Jour 11 – Jökulsarlon et Skaftafell
Grand soleil aujourd’hui, à croire que Quelqu’Un a entendu Emilie râler hier… Le couple d’allemands qui partageait notre guesthouse est parti tôt, nous avons donc la maison à nous quand la dame vient nous apporter son rúgbrauð tout chaud sorti du four. Avec de la confiure maison c’est un vrai régal au petit déj!
Avant de partir, nous irons dire au revoir à la tenancière qui refusera gentiement de nous donner sa recette du rúgbrauð, secret familial depuis 2 générations semble-t-il (il faudra se contenter des quelques recettes qu’on peut trouver sur le net mais ça n’a sans doute pas le même niveau)… par contre comme nous étions seuls dans la maison, on a le droit de repartir avec tout le pain du jour!
Juste à la sortie de la guesthouse, une piste de quelques 5km se rapproche de ce bras du glacier qui plonge dans un petit lac dans lequel flottent quelques blocs de neige glacée rayée de sable noir. On remarque une expo photo étonnante, de jolis clichés noir et blanc disposés à même le sol, pris sur ce même lieu et plaqués sur des dalles de béton, pour éviter qu’ils s’abîment ou se fassent la malle. J’aime bien le concept.

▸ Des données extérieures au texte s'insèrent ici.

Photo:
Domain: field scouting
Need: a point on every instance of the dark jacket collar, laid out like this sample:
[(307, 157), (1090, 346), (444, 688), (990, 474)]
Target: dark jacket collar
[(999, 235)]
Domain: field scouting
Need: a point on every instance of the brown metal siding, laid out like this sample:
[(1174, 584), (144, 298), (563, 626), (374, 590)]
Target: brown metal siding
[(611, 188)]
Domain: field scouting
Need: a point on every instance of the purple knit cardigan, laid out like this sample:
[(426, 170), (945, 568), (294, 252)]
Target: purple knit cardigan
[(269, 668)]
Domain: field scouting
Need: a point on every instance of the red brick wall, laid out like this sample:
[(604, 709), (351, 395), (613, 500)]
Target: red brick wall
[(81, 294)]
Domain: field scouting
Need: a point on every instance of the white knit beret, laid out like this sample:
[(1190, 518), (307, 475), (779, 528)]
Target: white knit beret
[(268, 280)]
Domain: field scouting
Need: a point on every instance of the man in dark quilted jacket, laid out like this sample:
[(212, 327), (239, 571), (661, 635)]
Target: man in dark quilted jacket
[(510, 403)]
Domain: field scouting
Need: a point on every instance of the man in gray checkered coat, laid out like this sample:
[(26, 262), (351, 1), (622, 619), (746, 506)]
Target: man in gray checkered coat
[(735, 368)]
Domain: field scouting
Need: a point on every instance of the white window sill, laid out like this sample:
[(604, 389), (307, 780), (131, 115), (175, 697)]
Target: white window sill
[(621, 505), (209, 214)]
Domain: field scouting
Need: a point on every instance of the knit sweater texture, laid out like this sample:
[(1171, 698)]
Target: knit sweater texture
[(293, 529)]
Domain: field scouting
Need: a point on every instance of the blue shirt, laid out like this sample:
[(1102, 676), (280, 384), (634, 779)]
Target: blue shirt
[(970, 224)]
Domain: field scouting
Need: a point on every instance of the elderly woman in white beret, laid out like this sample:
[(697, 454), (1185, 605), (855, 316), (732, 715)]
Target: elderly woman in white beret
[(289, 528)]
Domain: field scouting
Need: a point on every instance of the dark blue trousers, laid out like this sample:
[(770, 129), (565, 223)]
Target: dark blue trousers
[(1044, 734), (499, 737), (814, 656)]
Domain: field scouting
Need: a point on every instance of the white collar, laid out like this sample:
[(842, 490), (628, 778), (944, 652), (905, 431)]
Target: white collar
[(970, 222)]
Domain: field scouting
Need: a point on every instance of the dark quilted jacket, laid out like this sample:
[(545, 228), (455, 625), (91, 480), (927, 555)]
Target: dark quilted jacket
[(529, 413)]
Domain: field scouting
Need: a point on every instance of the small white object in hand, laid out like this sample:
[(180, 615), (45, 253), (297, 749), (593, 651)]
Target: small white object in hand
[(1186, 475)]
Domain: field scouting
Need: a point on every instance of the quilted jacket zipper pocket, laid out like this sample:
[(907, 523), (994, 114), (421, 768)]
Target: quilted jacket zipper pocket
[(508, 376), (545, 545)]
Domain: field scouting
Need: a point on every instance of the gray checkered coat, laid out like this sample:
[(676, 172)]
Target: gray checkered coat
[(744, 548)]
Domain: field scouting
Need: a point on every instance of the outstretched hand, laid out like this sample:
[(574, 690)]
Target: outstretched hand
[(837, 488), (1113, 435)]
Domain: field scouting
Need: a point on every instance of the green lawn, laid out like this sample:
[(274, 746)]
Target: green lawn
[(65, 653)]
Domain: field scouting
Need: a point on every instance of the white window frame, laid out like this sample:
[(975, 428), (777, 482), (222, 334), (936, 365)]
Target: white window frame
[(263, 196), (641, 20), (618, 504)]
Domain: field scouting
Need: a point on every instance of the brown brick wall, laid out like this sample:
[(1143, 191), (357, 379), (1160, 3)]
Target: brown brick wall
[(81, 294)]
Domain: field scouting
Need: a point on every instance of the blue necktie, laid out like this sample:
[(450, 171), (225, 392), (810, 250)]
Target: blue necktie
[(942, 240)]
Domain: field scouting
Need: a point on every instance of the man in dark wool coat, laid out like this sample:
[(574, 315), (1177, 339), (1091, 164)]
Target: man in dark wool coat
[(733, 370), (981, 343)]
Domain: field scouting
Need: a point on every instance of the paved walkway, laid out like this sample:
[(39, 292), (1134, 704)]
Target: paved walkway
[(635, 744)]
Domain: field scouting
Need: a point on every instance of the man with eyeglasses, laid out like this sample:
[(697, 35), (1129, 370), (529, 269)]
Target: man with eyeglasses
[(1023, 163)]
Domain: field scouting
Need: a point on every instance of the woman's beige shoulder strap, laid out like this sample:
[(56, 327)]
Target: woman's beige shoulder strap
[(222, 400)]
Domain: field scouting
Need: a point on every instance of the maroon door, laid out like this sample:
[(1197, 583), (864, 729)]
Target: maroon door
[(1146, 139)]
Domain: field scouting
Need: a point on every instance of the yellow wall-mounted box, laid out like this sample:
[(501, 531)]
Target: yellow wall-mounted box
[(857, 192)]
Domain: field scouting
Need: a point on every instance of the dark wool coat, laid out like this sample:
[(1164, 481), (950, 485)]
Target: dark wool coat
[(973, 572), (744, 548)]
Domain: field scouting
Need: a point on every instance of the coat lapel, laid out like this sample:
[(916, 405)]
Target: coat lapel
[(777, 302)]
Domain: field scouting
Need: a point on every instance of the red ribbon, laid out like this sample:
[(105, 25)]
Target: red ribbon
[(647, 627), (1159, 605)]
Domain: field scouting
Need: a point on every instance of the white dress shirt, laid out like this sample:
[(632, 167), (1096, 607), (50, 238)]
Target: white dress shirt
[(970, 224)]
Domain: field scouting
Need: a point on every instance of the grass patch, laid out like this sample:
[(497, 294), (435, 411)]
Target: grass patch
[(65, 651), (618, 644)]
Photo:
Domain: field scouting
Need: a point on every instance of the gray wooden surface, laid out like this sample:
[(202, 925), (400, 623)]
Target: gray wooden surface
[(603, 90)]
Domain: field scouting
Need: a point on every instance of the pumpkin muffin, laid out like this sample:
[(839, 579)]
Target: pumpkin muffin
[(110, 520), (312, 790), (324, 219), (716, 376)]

Le temps est magnifique, c’est un vrai émerveillement de longer la côte sud en enchaînant les langues du glacier.
Prochaine étape que j’attendais pas mal: le Jökulsárlón, un lac formé comme le précédent par la fonte d’une langue du glacier. Situé à ras de la route 1 il offre un paysage glaciaire si facile d’accès qu’il est constamment utilisé à la télé et au cinéma (notamment pour Batman Begins, Tomb Raider et deux James Bond: Dangereusement vôtre et Meurs un autre jour). Les bouts de glacier sont bleutés, blancs et striés de noir (le basalte). L’eau du lac, qui touche la mer, est moitié salée, moitié pure. On repère quelques petits phoques mais ils sont difficiles à photographier. A noter cependant, autre conséquence de l’accessibilité du lieu, un parking bondé et une rotation constante de promène-couillons amphibies qui crachent des gros nuages de fumée noire et pourrissent la quiétude du lac. Dommage. Plus loin sur la route, des chemins permettent de se rapprocher de la rive à des endroits moins noirs de touristes.
De l’autre côté de la route, l’embouchure sur la mer, avec une plage de sable noir parsemée de galets gris et de petits bouts de glace scintillants (car il fait toujours grand beau). Quelques sternes arctiques sont là également.
On fait quelques pauses pour prendre des photos et manger des sandwiches pain de mie/gouda/concombre/rillettes d’agneau, avant d’arriver à notre escale du jour : le parc national de Skaftafell.
Etant donné qu’il est encore tôt, l’immense camping est quasiment vide, nous en profitons pour bien choisir notre emplacement (une formule d’Emilie basée sur un barycentre entre la table de camping et les sanitaires multiplié par le coefficient d’isolement des buissons et pondéré par l’indice de platitude du sol). Puis nous allons payer dans le centre d’accueil qui combine restaurant, magasin de souvenirs et expo sur le glacier avec un petit film sur l’impressionnante éruption sous le glacier qui a eu lieu en 1996 et provoqué une inondation énorme. Les cartes des randos du coin sont payantes (les naïfs), mais c’est pas grave on a le gps et les sentiers sont flêchés. Par contre les douches et internet aussi et ça on fera plus difficilement sans.
Nous avons le temps de faire une petite rando d’environ 2h pour aller voir deux chutes d’eau: Hundafoss (la chute des chiens) et Svartifoss, très photogénique dans son orgue basaltique rappelant une version condensée de Hengifoss. Devant cette dernière, des jeunes visiblement pas islandais travaillent sur un chantier d’aménagement d’un ponton en bois.